Large-scale production of the optimized real-time RT-PCR reaction kits and the start of large scale validation of these kits in multiple laboratories where both CLIA samples and field collected samples will be tested. The validation data must lead to the development of a standardized algorithm of using this assay for rabies diagnostics.
2.
Based on the validation data through multiple laboratories, a standardized commercial kit will be optimized and finalized at the end of 24 months. A widely available and utilized new PCR-based rabies diagnostic assay will enhance rabies diagnostics and surveillances, and make a key contribution to the goal of canine rabies eradication by 2030.
Impact
A PCR-based rabies diagnostic is expected to be recommended later this year as multiple research and validation data for using PCR-based rabies diagnostics are highly supportive. Laboratories in the US and in most developing countries have real-time PCR capability and have the expertise required for conducting real-time PCR assays for the diagnosis of viral infections and, therefore, for rabies molecular diagnostics.

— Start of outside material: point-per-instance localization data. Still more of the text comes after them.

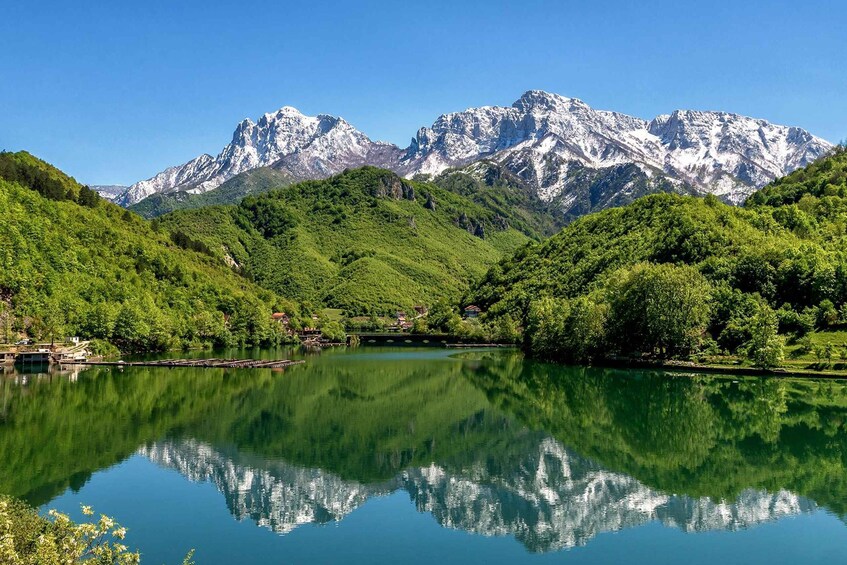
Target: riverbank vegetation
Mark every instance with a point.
(73, 267)
(679, 277)
(28, 538)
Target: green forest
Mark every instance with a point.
(366, 241)
(669, 276)
(74, 264)
(666, 277)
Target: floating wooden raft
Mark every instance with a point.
(200, 363)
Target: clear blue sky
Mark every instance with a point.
(113, 92)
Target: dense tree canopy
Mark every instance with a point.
(100, 272)
(674, 274)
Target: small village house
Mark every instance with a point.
(472, 311)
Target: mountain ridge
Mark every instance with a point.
(539, 137)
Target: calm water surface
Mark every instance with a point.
(406, 455)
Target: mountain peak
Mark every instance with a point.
(539, 138)
(542, 99)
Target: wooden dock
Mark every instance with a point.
(200, 363)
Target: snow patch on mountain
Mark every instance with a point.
(539, 138)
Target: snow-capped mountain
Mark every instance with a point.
(109, 191)
(542, 135)
(540, 138)
(306, 147)
(547, 498)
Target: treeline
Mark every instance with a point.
(364, 241)
(26, 170)
(671, 276)
(106, 274)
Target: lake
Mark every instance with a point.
(381, 455)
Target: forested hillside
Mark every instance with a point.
(672, 275)
(365, 241)
(74, 264)
(254, 181)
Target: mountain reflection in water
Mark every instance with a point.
(486, 442)
(551, 498)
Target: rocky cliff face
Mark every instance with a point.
(306, 147)
(540, 138)
(548, 498)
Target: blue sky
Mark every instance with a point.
(113, 92)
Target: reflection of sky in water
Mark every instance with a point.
(549, 499)
(170, 515)
(387, 455)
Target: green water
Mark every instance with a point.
(415, 455)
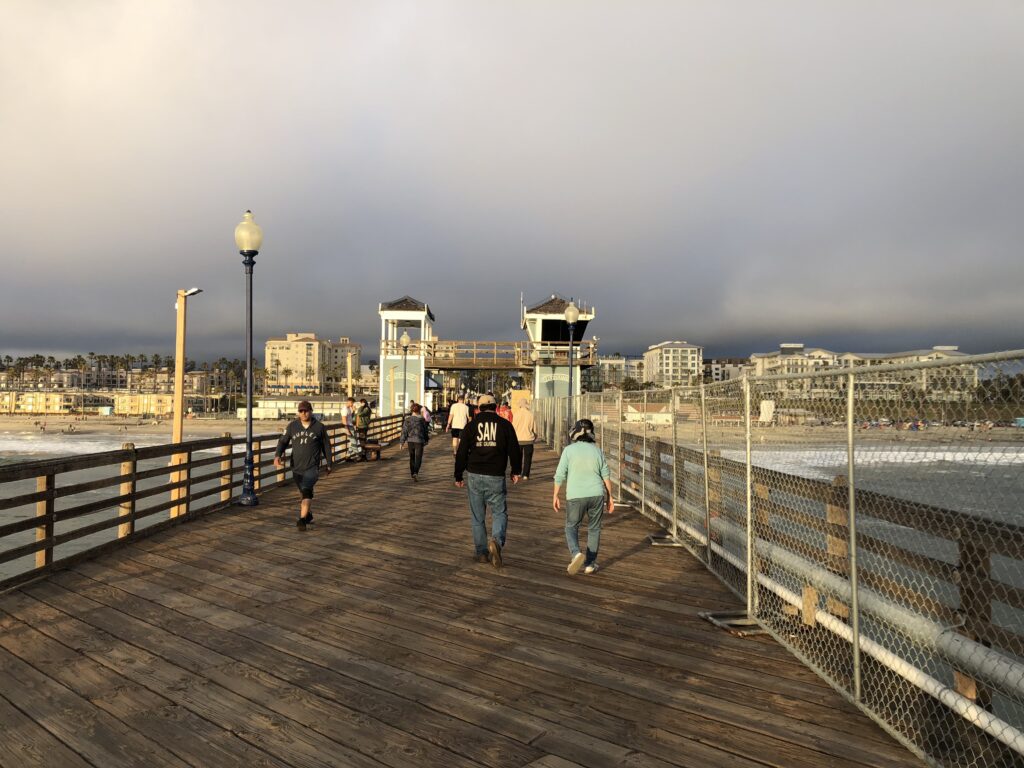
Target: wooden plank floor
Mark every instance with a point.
(373, 639)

Successful commercialization of a real-time PCR-based rabies diagnostic will further improve the rabies diagnostic capacities in many laboratories domestically and internationally. An assay that can detect highly variable rabies viruses and other lyssaviruses can be used in areas endemic to both rabies viruses and other lyssaviruses and will enhance clinical rabies diagnostics and surveillance.

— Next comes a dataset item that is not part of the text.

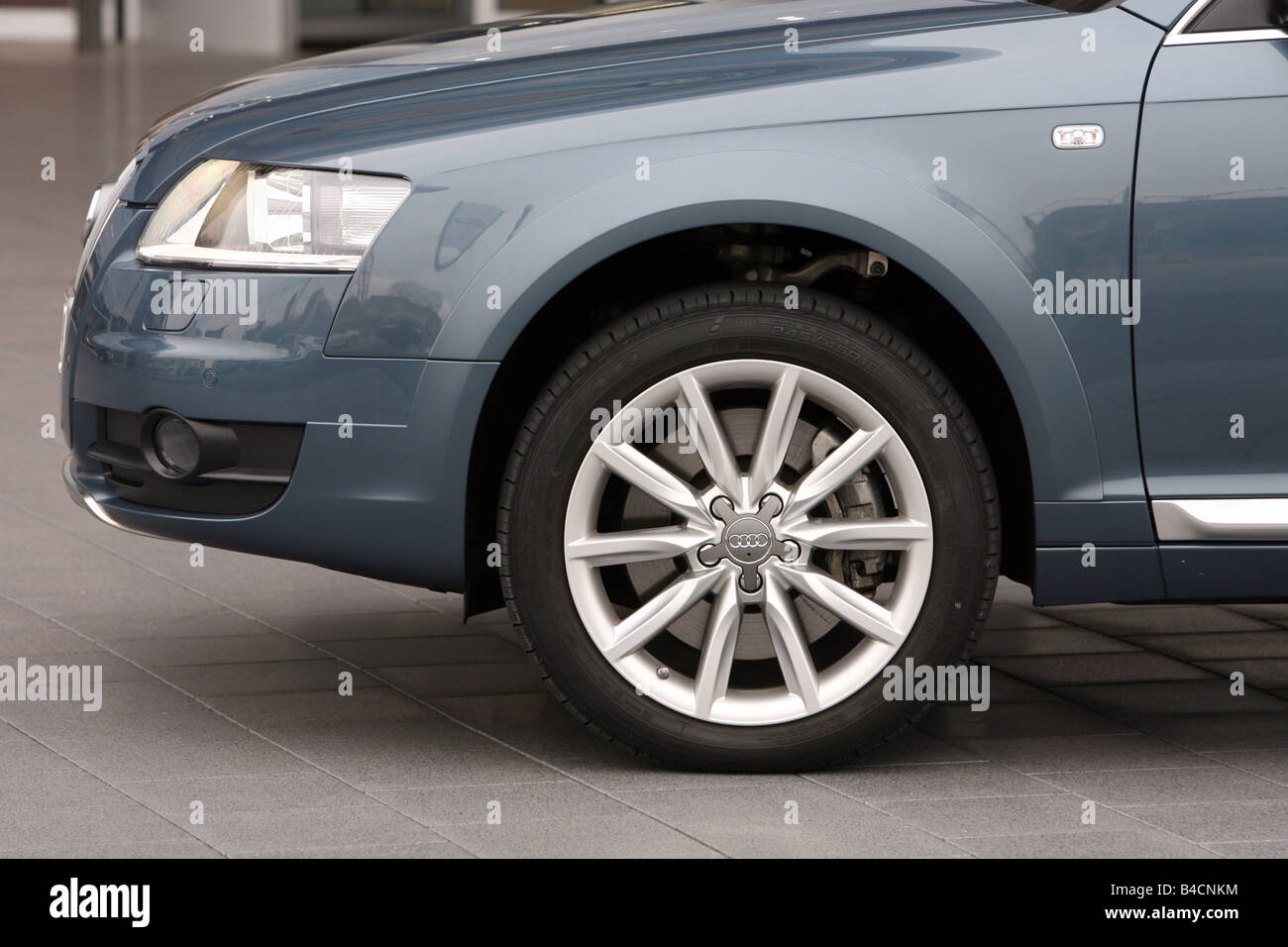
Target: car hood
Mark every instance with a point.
(575, 46)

Commercialization Potential
This new multiplex assay should be able to detect all the available rabies virus variants and other lyssaviruses. It can be used for rabies diagnostics domestically and around the world, especially in regions with both canine rabies and lyssaviruses. Development of this assay could represent a significant advancement compared to previously published PCR-based rabies diagnostics assays, which only detected a limited number of rabies variants or limited other lyssaviruses.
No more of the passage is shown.